January 18:  A series of rituals including ‘Teerth Poojan,’ ‘Jal Yatra,’ and ‘Gandhadhivas’ will be performed. The sculpture of Raam Lalla will be placed on its designated seat in the ‘Garbh Griha,’ symbolizing a sacred presence.

January 19: The day will witness the ‘Dhanyadivas’ ritual, during which the sculpture will be covered with grains and pulses for purification. Subsequently, the ‘Agni Sthapna’ and ‘Navgarha Sthapana’ will be conducted.

January 20: Devotees will be restricted from seeing or worshiping Raam Lalla on this day. The doors will open post-inauguration, and the ‘Garbh Griha’ will be purified with the holy waters of the Surya River.
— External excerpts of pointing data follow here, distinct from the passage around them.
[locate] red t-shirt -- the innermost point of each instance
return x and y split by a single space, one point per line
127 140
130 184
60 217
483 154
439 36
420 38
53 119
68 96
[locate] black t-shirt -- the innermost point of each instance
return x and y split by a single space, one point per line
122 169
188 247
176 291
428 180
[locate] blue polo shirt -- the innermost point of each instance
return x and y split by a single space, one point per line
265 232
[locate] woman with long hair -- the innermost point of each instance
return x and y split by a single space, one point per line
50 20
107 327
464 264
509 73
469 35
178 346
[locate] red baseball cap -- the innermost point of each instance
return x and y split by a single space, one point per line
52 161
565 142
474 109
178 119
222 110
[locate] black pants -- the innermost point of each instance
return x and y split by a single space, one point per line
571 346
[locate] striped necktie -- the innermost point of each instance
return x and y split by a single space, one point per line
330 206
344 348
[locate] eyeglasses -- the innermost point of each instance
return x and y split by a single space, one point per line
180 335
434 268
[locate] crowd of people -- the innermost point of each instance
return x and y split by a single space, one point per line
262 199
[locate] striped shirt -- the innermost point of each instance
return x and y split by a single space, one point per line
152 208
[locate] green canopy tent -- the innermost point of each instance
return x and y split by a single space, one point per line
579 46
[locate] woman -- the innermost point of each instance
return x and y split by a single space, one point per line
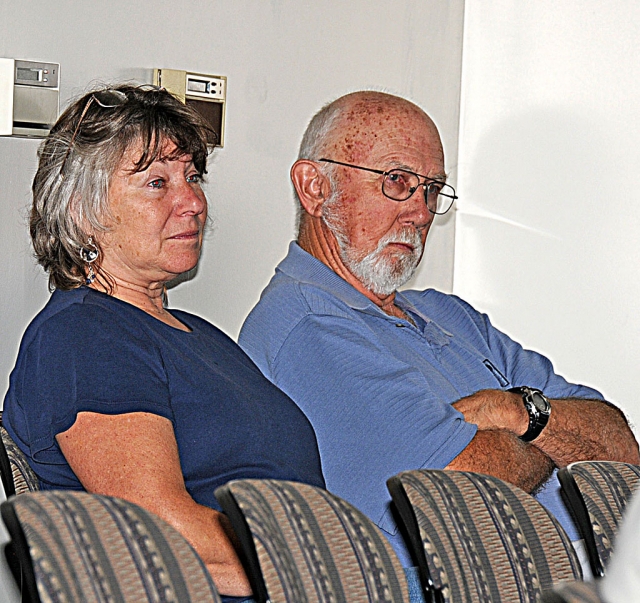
113 392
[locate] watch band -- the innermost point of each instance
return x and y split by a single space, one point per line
538 408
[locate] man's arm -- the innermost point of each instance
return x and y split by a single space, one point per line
500 453
578 430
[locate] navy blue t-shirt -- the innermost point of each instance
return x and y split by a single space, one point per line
87 351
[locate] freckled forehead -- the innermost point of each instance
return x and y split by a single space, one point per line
374 127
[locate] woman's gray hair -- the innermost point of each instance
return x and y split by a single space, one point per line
81 154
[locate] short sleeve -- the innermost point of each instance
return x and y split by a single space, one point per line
85 358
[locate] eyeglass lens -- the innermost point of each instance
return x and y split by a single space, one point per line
399 185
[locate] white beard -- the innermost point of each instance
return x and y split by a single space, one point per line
379 272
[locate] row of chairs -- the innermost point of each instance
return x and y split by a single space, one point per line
475 538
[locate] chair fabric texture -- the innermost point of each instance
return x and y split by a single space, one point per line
573 592
310 546
95 549
17 475
598 493
478 538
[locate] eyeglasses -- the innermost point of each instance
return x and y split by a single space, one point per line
399 185
107 99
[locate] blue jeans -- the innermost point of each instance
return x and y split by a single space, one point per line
416 592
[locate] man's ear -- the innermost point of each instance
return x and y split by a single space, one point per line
312 186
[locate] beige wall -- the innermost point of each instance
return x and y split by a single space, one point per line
284 60
548 220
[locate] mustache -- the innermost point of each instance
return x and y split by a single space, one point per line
407 236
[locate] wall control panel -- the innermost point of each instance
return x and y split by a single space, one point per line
207 94
29 97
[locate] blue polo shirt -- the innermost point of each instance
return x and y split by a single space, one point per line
377 389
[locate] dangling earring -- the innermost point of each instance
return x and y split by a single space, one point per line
89 253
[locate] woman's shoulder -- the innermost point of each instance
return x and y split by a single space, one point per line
81 313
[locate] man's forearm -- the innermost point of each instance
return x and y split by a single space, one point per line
500 453
582 430
578 429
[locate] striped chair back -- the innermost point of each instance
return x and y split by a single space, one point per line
478 538
302 544
75 546
573 592
598 493
17 475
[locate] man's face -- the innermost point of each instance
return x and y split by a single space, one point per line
380 240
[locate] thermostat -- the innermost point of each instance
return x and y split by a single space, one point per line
29 97
207 94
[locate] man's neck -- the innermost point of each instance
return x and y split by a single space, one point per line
317 240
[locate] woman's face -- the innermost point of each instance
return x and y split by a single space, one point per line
158 219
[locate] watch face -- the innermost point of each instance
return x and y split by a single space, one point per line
540 402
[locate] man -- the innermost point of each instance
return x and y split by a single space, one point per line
394 381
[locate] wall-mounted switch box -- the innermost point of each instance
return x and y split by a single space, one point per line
207 94
29 97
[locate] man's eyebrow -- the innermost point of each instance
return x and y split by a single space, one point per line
440 176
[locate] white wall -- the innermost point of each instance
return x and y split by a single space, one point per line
284 60
546 232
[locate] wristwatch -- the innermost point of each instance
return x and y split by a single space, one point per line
537 406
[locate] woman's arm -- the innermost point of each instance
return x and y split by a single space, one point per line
135 456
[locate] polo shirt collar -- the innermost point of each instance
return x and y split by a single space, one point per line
303 267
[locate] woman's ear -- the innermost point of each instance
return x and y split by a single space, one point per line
312 186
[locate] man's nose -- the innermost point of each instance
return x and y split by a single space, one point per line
415 210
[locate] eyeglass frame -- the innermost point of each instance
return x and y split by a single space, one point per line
384 173
123 98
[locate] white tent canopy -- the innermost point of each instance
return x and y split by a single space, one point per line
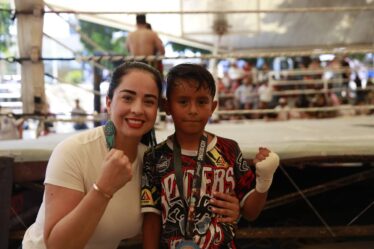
247 26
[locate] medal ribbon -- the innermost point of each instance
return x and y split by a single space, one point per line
196 182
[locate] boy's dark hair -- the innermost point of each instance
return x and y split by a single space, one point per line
190 72
140 19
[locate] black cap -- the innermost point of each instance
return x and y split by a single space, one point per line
140 19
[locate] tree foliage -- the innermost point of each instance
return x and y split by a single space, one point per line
102 36
5 23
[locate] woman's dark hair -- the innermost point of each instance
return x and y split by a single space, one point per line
149 138
190 72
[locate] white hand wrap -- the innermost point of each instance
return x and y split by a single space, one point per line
265 171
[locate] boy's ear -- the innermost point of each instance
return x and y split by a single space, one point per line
108 104
165 106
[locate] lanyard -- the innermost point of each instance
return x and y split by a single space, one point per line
196 182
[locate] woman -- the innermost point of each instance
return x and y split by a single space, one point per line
92 183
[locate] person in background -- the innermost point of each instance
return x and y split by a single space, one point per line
79 114
182 176
144 41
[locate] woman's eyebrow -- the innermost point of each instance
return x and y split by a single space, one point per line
128 91
147 95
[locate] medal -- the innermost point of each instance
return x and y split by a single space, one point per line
187 244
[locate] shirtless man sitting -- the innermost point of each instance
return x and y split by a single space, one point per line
143 41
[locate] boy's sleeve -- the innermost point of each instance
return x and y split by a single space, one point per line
150 189
244 176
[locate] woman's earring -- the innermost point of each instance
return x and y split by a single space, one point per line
110 134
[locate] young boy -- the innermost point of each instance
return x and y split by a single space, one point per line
198 164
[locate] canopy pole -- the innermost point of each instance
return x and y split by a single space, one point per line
30 34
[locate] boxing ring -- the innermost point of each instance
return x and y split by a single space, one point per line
299 143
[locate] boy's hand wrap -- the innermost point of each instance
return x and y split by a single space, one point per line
264 172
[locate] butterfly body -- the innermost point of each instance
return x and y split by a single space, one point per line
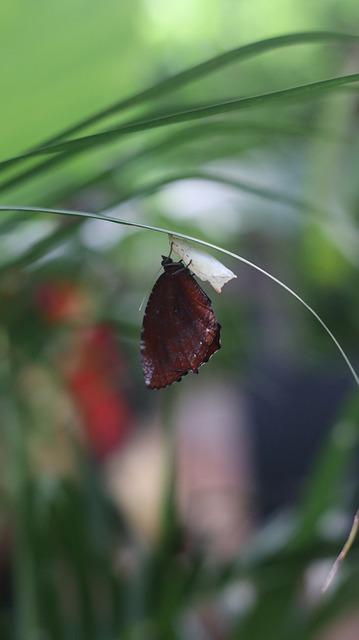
180 331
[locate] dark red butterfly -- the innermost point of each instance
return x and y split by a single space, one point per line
180 331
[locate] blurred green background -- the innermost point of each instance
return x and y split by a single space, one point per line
212 509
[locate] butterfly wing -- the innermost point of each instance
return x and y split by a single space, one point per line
180 331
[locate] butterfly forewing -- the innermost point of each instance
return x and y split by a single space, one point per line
180 331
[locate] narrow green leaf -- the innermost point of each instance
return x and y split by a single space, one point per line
193 113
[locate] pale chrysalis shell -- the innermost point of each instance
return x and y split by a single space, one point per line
204 266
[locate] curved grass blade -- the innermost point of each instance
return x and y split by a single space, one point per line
209 245
203 69
179 137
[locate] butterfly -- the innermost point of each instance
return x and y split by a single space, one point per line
180 331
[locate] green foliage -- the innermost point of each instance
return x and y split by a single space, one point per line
65 533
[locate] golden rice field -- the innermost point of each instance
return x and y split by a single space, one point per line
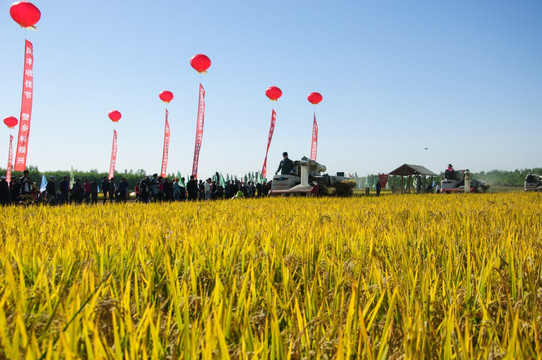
406 276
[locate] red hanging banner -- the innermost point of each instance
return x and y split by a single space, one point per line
10 159
199 130
314 144
26 108
113 156
269 137
166 148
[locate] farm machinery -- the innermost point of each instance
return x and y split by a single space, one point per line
307 177
460 181
533 182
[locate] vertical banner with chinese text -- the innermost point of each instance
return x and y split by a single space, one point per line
166 148
10 159
199 130
26 108
314 144
269 137
113 156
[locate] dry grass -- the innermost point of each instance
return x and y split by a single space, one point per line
434 276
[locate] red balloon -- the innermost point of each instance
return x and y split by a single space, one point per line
314 98
166 96
200 63
11 122
24 13
115 115
273 93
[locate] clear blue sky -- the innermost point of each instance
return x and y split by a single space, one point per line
462 78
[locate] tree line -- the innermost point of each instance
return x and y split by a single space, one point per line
494 177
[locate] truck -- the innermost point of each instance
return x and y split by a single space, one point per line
308 177
454 181
533 182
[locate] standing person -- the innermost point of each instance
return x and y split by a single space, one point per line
449 172
176 189
77 192
105 187
64 190
26 183
201 192
4 191
207 189
286 165
87 189
155 188
192 188
160 188
168 190
182 190
51 190
112 190
123 188
94 191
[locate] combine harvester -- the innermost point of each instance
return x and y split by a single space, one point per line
460 181
306 179
533 182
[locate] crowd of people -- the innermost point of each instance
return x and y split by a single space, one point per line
149 189
156 189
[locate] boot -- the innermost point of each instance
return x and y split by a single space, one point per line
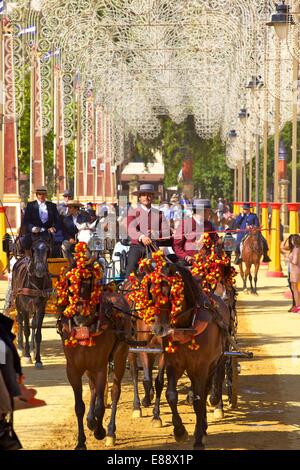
266 258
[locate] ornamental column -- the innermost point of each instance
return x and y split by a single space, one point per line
11 195
265 221
293 208
275 265
36 126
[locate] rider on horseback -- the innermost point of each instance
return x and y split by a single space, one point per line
41 218
190 230
242 223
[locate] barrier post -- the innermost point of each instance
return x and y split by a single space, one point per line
275 265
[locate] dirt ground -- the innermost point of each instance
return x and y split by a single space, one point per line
268 413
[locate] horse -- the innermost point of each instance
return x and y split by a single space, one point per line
200 362
109 333
251 255
145 337
31 287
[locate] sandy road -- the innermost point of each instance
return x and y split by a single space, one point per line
268 415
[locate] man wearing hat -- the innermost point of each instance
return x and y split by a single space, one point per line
242 223
63 206
190 230
145 224
40 218
74 216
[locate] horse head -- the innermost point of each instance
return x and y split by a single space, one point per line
40 251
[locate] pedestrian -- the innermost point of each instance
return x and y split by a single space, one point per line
294 260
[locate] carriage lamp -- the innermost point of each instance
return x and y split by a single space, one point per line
281 19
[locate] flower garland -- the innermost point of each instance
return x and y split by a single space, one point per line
69 284
209 268
154 280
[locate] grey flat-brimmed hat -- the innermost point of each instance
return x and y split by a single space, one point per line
41 189
202 203
145 188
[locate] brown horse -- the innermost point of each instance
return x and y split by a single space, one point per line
251 255
199 364
144 336
110 334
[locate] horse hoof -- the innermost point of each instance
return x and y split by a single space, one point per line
99 434
137 413
218 413
156 423
91 424
27 360
80 447
110 441
182 437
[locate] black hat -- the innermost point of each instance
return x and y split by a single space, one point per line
201 204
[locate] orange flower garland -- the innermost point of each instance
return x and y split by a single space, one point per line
69 284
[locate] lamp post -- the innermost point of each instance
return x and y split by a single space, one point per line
279 21
243 115
254 85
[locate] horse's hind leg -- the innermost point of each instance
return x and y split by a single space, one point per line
120 357
74 378
39 317
180 432
27 357
159 384
137 411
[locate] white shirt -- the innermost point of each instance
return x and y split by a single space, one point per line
43 211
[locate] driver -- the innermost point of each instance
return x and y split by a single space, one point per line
70 230
242 223
41 218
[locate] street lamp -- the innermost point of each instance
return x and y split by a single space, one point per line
254 85
281 19
243 115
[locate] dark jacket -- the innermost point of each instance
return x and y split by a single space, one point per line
32 217
69 228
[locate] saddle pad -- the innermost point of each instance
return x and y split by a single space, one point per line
82 332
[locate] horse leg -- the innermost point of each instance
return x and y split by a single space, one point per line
20 333
146 401
137 411
100 380
159 385
120 356
199 388
74 378
91 420
180 432
38 338
27 357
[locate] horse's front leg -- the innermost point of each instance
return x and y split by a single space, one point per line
38 338
120 357
137 411
91 420
20 333
159 385
200 394
74 378
180 432
147 364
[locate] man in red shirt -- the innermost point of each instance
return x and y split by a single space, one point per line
145 224
190 230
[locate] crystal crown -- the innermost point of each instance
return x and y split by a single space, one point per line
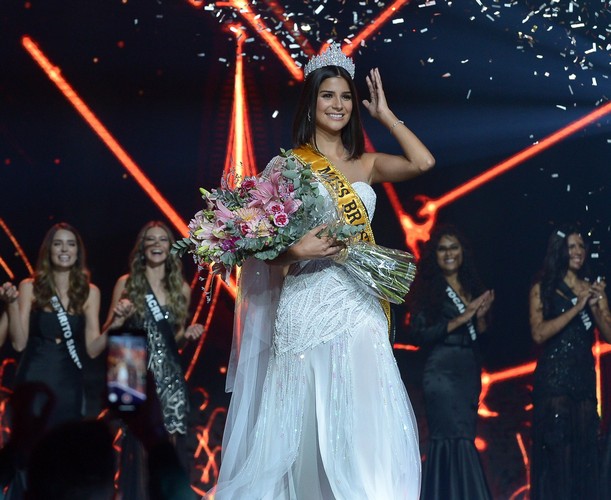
333 56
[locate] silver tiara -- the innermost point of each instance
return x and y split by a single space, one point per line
333 56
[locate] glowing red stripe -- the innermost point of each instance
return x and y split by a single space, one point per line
7 269
54 75
17 246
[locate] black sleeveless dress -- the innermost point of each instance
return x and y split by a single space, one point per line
564 462
451 384
46 359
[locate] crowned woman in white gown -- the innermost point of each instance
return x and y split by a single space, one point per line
319 410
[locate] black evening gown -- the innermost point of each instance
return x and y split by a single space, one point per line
565 457
452 384
46 359
171 387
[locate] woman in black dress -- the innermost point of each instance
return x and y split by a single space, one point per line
155 297
449 309
56 320
565 307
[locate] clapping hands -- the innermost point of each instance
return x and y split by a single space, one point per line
597 295
123 310
193 332
8 292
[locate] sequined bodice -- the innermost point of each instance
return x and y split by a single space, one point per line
566 366
313 293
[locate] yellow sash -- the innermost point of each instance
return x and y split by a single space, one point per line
352 209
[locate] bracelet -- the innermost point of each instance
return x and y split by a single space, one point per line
395 124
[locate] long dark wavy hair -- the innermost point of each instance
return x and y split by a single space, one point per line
304 122
137 285
78 281
429 288
556 264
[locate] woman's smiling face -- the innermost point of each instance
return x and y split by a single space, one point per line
333 104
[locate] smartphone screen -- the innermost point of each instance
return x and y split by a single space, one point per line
126 369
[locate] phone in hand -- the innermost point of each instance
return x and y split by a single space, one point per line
126 364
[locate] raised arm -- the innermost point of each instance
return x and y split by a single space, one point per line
599 305
94 341
19 315
416 158
541 329
8 295
120 308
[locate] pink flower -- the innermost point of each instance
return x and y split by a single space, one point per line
281 219
223 214
274 208
291 205
248 184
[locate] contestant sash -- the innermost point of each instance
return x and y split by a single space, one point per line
64 324
460 305
352 209
163 324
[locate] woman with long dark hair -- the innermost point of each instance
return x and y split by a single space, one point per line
154 296
566 304
449 309
318 409
56 320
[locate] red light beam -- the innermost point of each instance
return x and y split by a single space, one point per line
54 74
518 158
17 246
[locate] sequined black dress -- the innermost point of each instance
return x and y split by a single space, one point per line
164 363
564 462
451 383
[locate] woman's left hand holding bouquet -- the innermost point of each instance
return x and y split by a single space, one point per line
123 310
315 244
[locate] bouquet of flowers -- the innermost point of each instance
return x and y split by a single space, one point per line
262 216
258 217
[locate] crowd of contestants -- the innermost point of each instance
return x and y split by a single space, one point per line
53 320
450 310
318 410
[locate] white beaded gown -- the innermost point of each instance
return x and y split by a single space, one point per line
333 420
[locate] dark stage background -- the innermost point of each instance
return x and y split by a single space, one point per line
477 80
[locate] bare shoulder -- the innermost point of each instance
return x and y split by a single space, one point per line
26 287
94 291
120 284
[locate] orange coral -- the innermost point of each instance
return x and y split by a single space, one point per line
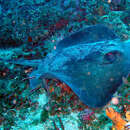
116 118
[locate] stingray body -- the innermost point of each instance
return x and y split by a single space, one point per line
92 62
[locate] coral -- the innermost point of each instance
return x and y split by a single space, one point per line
116 118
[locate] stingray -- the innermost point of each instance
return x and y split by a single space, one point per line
91 62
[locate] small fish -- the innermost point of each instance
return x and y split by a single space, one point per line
91 62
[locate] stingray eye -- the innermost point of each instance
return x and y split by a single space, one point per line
112 56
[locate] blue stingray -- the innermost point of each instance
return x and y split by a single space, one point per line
91 62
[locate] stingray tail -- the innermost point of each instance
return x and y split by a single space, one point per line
23 62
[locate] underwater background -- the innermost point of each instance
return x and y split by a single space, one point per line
30 29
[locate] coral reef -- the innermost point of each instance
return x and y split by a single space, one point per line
30 29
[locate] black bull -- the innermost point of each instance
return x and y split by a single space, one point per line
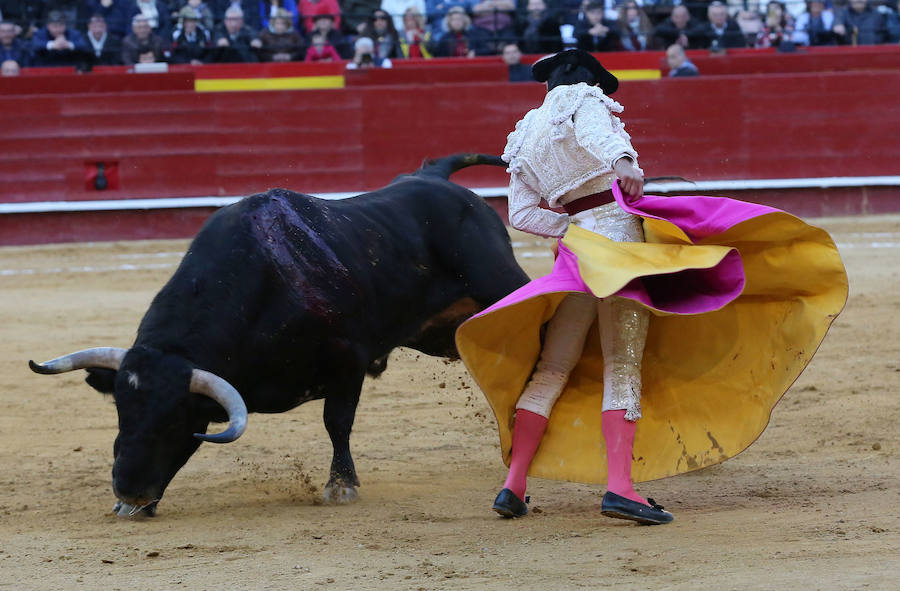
287 298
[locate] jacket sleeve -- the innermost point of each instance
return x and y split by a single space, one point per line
601 134
526 214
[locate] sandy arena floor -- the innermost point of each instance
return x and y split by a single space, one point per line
812 505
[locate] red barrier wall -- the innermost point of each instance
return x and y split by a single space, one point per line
182 143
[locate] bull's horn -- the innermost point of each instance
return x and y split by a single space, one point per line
211 385
108 357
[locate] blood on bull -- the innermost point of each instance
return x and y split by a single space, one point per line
283 298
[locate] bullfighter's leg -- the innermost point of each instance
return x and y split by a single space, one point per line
339 413
563 344
623 334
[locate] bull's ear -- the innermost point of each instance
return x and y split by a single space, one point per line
101 379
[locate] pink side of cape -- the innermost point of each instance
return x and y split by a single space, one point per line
693 291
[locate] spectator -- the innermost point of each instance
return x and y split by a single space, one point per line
679 64
191 41
540 31
143 45
572 12
114 14
310 9
720 32
814 27
699 9
24 15
268 9
321 50
397 8
9 68
415 39
597 33
635 27
106 47
748 15
11 47
323 24
458 41
75 12
234 41
207 20
364 56
677 29
436 13
859 24
58 45
280 41
355 14
249 8
512 57
157 14
380 29
492 23
778 28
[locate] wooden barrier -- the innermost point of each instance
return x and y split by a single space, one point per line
177 142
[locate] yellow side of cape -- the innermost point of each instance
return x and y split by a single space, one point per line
710 381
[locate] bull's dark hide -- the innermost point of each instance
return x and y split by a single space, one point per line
291 298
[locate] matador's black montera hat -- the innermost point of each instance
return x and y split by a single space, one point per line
562 68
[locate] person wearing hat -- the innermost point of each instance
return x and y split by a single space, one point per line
669 327
56 44
191 41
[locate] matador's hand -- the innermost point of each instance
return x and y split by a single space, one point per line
631 180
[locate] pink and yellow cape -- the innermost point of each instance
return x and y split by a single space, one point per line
741 296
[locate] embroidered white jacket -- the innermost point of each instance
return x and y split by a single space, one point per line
563 150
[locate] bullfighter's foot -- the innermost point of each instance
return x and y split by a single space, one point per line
123 509
340 494
623 508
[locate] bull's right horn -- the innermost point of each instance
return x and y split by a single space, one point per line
108 357
210 385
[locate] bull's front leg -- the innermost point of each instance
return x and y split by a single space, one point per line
340 411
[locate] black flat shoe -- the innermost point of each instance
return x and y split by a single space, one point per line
508 504
622 508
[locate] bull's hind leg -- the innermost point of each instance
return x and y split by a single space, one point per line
340 411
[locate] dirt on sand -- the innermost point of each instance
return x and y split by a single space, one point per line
811 505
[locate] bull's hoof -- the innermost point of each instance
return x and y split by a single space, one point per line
340 494
122 509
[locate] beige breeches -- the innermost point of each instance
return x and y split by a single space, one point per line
623 332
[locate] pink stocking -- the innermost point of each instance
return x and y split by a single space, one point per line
619 435
527 433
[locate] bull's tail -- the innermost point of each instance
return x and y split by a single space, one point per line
444 167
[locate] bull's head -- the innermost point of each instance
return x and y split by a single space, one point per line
161 420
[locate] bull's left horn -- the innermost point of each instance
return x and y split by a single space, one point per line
108 357
211 385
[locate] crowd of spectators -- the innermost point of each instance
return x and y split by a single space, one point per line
371 33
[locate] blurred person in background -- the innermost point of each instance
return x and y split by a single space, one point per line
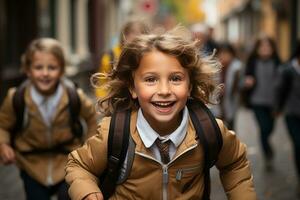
289 101
259 85
129 31
40 142
204 34
230 77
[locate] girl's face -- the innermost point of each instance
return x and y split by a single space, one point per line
45 72
162 87
265 49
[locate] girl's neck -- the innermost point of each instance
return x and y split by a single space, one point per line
164 129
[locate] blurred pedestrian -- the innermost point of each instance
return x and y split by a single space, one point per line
204 34
259 84
289 101
35 121
154 77
230 77
129 31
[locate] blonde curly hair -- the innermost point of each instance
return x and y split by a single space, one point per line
203 71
The priests will perform the ‘Sharkaradhivas’ and ‘Phaladhivas’ rituals.

January 21: The deity will undergo a ceremonial washing with 125 urns, and the ‘Shayadhivas’ ritual will be conducted on this day.

Pran Prathistha Ceremony:

 It is a sacred ritual in Hinduism known as “Pran Prathistha,” where “pran” signifies life, and “prathistha” refers to establishing life into the sculpture of the deity being worshipped. This ancient ceremony has been practiced by temple priests for millennia, preceding the inauguration ceremony. It serves as a transformative process, turning a mere idol into a living representation of the divine.

On January 22, 2024, this significant ceremony will be performed to infuse the Ram Lalla Murti with the essence of a divine god. The ritual involves unveiling the idol’s eyes and placing a mirror in front, symbolizing the embodiment of divine life. The Pran Prathistha ceremony will be conducted during the auspicious Abhijit Muhurat, following the Vikram Samvat 2080 calendar, with the participation of 121 acharyas. Among them, 7 will be Adhivaasa, and currently, 3 Adhivaasa are actively involved in the practice.

Furthermore, it’s noteworthy that two out of three Acharyas have declined the invitation for the inauguration. Their rationale is grounded in the belief that the construction is not yet complete, and according to their principles, it is inappropriate to inaugurate the temple before its entirety is finished.